S3 uploads fail on large files


(dobon) #1

Hi all,

I have configured my discourse installation to upload files to S3, but am having unusual delay when uploading large files. To preempt the question: yes, I have configured nginx and discourse to accept arbitrarily large files (in fact, I made a thread that sussed out a bug preventing uploads larger than 10MB due to a hard coded limit on the frontend).

When I upload a large file (50MB-2GB), the uploader shows progress that crawls to 100% at the speed that seems right for my connection and filesize, but then the bar gets stuck at 100% for a very long while, and may never complete. Some files (~25MB) seem to ‘upload’ for x minutes, then stall for around x + ~3 minutes, then ‘finish’ uploading and are available from S3. Others (~100MB) will seem to upload for x minutes until the bar says 100%, then stall indefinitely (or at least longer than overnight).
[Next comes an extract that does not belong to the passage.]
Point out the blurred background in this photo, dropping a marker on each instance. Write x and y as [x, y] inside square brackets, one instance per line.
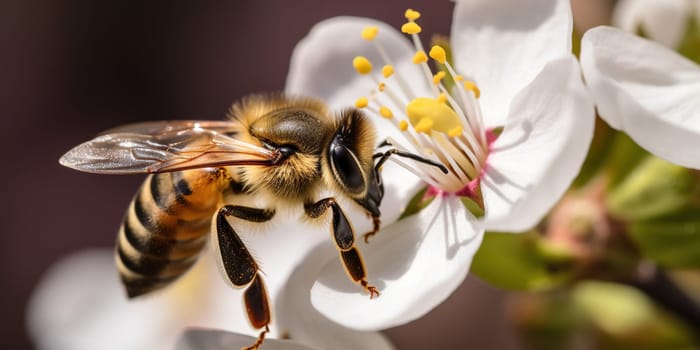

I am happy to investigate this issue, and will even contribute a PR to patch it, but would like to check-in to see if this is a known feature/limitation, and if anyone is already working on this bug.

(Jeff Atwood) #2

What kind of files? What is the file extension? Are they images?

(dobon) #3

The upload fails on large binary files. I haven’t tried with very large image files, but regular (1-3MB) images upload correctly. I have seen this occur with .rar’s, .zip’s, and various video formats (.mkv, .avi, etc.).

(Régis Hanol) #4

The progress you see on the composer is only reporting the progress of the upload from your computer to the server. Then, the server has to validate the file and upload it to S3. This step depends on how large the file is and how fast your server can upload to S3. It’s not usually a problem since servers have much faster upload links but it might be worth checking the speed on your server by trying to upload some files manually to S3.

(dobon) #5

You’re right, the delay is from the server–>S3 leg of the upload; I spent some time on the weekend reading through the relevant code. Once I set up a dev environment (probably this Wednesday evening), I’ll have a go at implementing ember-uploader as an alternative to the current jquery.fileupload.js, as it can communicate with S3 directly and will circumvent the unwanted server-to-server latency. Before I get too far into this plan, should I clear it with any of the maintainers?

The plan consists of adding a signing service to the rails app, and swapping out the file upload plugin in the ember app.

(Régis Hanol) #6

How will it handle all the “work” we do on images? When someone uploads an image, we automatically downsize it (if needed), we fix the rotation, we optimize the image before sending it to S3.

(dobon) #7

The best solution I can think of is to filter uploads by their file extension (or MIME content-type, or something else?): if the file is recognized as an image, upload it to the server for processing prior to upload to S3 (ie: same as the current system), otherwise upload directly to S3.

Does this sound like an OK plan to you? I won’t get time to work on this until next week, at least.